There are several types life insurance, but whole life insurance offers policy owners the boon of cash value accumulation as well as a death benefit.
With a whole life policy, value accumulates based on the insurance company’s dividend, which is debited to the policy owner’s account. As the value accumulates, the owner can use the cash value to pay premiums, withdraw some of the value, or take a loan against the cash value. As with any loan, the borrower must pay interest. If the borrower fails to pay back the loan, the amount due is deducted from the death benefit.
Traditionally, loans against insurance policies have been attractive given relatively favorable interest rates, as the insurance company can force the surrender of the policy and its cash value in the event the loan isn’t repaid. Today though, with interest rates at rock bottom levels, the 4-8% typically charged on loans against cash value is no longer so attractive. Policyholders can find much more attractive rates by borrowing elsewhere and may be looking for ways to refinance expensive loans.
When a borrower against a policy’s cash value fails to make loan, the interest accrues in the policy, eating away at the cash value. Ultimately, if the loan is not paid it will force the surrender of the policy. While this may get the borrower off the hook for the loan, it can create another problem. The surrender can be fully taxable as a gain, even if the policyholder receives no proceeds from the surrender. How can this frightening scenario transpire? Let’s look at an example.
Say that Fred is the holder of a whole life policy with a death benefit of $1 million and a cash value of $300k. He borrows $200k against the cash value, but shortly thereafter his business runs into trouble and he doesn’t make the payments. Interest continues to accrue, and the amount due rises to $290k. The policy lapses. Fred heaves a sigh of relief; his family may be up the proverbial without a paddle in the sad event of his death, but at least the debt is cleared.
Not so fast, Fred. Let’s say Fred has paid $150k in premiums on the policy. Uncle Sam considers that the basis – any value over that figure is taxable as ordinary income. Fred’s going owe income tax on the difference between the $290k loan value and the basis. That’s $140k that Fred will own income tax on, and the liability could be sizeable.
Policyholders who find themselves in the soup are naturally keen to avoid Fred’s unfortunate rendezvous with the taxman, and most are loath to leave the families unprotected. Fortunately, sharp minds in the industry have developed some “rescue” strategies for life insurance policies with onerous loans, and these strategies can help policyholders keep their policies in place and their families protected. The wizardry can include some combination of restructuring the dividends and death benefit, partial surrenders, or additional premium payments. But one of the most efficient rescues comes in the form of a tax-free 1035 exchange that transfers the policy’s cash value, along with the loan, into a new, more efficient policy with better terms.

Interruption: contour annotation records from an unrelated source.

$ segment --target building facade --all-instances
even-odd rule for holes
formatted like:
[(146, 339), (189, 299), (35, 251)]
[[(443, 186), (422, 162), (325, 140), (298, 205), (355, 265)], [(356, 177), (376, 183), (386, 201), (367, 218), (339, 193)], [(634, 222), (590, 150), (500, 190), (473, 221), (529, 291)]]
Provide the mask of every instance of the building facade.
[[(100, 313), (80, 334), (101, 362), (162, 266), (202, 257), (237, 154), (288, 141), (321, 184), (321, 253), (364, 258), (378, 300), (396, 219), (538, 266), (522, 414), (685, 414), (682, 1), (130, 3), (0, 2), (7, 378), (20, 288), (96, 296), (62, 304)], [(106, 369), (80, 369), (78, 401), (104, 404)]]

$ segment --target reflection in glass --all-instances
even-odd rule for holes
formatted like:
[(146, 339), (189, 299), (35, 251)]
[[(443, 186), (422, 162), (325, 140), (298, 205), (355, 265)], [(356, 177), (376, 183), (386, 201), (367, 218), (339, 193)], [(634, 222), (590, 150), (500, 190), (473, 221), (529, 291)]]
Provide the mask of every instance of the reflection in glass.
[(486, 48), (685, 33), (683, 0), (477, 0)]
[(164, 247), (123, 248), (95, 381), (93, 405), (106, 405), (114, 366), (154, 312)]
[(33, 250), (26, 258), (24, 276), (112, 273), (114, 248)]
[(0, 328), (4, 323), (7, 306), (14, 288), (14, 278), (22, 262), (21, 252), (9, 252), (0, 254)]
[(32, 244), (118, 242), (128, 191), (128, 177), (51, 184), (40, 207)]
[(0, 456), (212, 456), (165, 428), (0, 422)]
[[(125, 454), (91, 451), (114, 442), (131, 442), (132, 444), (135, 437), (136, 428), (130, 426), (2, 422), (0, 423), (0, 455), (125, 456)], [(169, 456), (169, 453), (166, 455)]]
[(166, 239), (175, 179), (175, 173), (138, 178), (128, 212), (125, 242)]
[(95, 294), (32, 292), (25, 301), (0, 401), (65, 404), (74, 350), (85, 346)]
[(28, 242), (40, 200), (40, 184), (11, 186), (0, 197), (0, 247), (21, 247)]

The 1035 replacement is the best option for a policyowner who is unwilling or unable to put additional cash into an existing policy. In some cases, the replacement can be particularly attractive – for example, the policyholder has lost 100 pounds and stopped smoking – the premiums on the new policy could be lower. Other factors can also result in a lower premium; a poor choice might have been made initially, or the risk profile according to actuarial figures and life expectancy projections. The replacement policy may offer more flexibility (for example, a universal life policy rather than a whole life policy) or simply be less expensive.
The new policy may also have more attractive loan terms, such as more favorable interest rates. For example, the rate could be the prevailing interest rate plus a spread of 50-100 bps., which could be significantly lower than the rate on a policy issued twenty or more years ago.
It’s crucial to note, though, that when the 1035 exchange is made, the new policy must assume the same loan value as the old policy. Otherwise, if a policy with a loan is exchanged for a policy without one, Uncle Sam will consider the transaction a partial liquidation and his bony hand will be in the policyholder’s pocket to collect the income tax due.
While the rescue strategy offers an excellent route out of trouble, it’s still necessary to choose the replacement policy carefully. One important concern is how the cash value will be invested and whether the interest rate paid is reasonable. If the rate turns out to be less than anticipated, as could be the case with an indexed universal life policy, the policyholder could end up in trouble again.
Whether a borrower is having trouble making payments or wants a better interest rate on an existing loan, the 1035 replacement can be an attractive solution, keeping families protected and fending off the predations of the rapacious taxman.